When commercial airliners finally get too old to fly and go to that giant hangar in the sky, their final resting place is usually a vast aviation graveyard, where they are picked over for parts and gradually stripped. It's an inglorious fate for such majestic machinery.

UK-based plane-spotter David Palmer and his daughter Emily came up with another solution, devising a way to transform unwanted Airbus A320s into funky abodes.

The duo takes a section of the aluminium fuselage complete with windows and original insulation, adds a back wall and double-glazed glass doors, and turns it into what could be described as the ultimate man cave.

The high life

The Palmers formed a company, DappR Aviation, and reckon their pods could be used in a multitude of ways including a home office or gym, pool cabana, or even a home cinema where guests can recline in airline seats while they scoff popcorn.

Another suggestion to harness the authenticity of the surroundings is to create an outdoor kitchen complete with an original airline galley.
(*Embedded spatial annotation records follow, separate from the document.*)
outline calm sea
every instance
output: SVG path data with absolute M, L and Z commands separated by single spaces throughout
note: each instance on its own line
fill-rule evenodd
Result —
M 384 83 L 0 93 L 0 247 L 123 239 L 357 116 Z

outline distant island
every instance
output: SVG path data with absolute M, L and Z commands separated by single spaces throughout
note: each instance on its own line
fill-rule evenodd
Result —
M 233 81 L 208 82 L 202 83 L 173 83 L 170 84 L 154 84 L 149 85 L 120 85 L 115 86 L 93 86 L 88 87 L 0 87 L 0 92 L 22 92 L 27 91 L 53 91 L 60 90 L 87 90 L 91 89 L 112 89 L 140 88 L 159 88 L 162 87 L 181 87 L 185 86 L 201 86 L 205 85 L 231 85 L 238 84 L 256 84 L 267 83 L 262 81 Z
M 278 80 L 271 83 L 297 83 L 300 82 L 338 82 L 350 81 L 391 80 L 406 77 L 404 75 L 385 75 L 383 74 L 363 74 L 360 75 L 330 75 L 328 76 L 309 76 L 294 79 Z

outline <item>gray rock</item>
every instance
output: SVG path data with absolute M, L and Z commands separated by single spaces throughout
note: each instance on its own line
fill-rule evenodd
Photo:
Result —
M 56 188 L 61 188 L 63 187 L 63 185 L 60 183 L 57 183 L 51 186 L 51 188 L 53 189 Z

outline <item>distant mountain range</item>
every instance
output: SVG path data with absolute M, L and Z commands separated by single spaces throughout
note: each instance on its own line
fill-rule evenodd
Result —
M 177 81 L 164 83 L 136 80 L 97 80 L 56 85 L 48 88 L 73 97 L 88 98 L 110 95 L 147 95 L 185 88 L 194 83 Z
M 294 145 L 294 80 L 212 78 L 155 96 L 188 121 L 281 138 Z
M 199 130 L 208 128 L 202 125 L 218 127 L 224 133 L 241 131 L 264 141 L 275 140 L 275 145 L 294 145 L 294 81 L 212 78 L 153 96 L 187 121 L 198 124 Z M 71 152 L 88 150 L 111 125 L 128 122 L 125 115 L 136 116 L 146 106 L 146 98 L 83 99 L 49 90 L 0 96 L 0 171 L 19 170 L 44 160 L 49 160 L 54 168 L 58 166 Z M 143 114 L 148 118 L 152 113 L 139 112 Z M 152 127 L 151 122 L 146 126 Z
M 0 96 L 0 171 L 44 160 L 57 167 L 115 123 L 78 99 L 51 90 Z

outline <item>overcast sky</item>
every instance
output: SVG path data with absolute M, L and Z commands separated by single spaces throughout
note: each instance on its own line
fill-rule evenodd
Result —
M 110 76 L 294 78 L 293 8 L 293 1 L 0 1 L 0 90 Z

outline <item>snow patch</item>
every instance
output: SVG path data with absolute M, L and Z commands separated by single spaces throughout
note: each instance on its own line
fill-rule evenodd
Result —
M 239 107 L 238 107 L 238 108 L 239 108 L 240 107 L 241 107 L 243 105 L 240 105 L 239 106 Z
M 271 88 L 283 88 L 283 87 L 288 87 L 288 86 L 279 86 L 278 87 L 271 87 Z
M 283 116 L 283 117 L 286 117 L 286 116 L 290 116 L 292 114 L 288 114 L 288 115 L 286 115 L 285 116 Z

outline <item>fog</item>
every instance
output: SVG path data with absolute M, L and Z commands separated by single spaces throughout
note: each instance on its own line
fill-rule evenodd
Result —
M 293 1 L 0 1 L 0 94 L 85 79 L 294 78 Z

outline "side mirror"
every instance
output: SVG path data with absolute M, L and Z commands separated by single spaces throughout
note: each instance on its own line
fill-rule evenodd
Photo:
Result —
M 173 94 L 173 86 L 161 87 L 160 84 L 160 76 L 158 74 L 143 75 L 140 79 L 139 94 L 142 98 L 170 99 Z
You could even ask your partner to dress as a flight attendant to bring you dinner on a tray. If you're into that sort of thing.

Priced between £22,000-25,000 ($38,000-$44,000), the standard Aeropod is 2.5 metres deep, although larger sizes can be ordered. The pods come complete with LED lighting and electrical sockets. Plumbing can also be included, as can heated floors.

When it comes to the finish, you can opt to retain the original livery, or have the shell stripped back to the bare aluminium and have it polished to a nice 'Airstream' shine. The interior of the Palmers' 'showroom' Aeropod has been lined with laminate and ash trim and comes with a timber entertaining deck.

Revived flotsam

Furniture designer Emily Palmer has also turned her skill to transforming airline bits and pieces into interesting objet d'art, including desk lamps, clocks, coffee tables, and seating. These can be specified for the Aeropods or purchased for the home. And because everything is built to survive at 30,000 feet and 900km/h, it is more than durable enough for family use.

DappR isn't the first company to upcycle bits of retired aircraft. For example, Turkish company SkyArt turns old service trolleys into strikingly cool drinks cabinets with custom wine or spirits shelves made from aluminium or wood.


SkyArt can also turn an old wing flap into a handy TV credenza, or an Airbus wing-tip into the base for a glass coffee table. Airbus doors become office desks, while a jet-engine cowling makes an excellent reception counter.

Meanwhile, if you just want to get the airline vibe without taking your feet off the ground, you could always enlist the services of Trolley'd; a local mobile cocktail bar service that uses an upcycled fleet of Ansett Airlines service trolleys to serve customers in Melbourne, Sydney and Brisbane. Their company tagline is a winner: "Sh*t's about to get turbulent: Fly Trolley'd."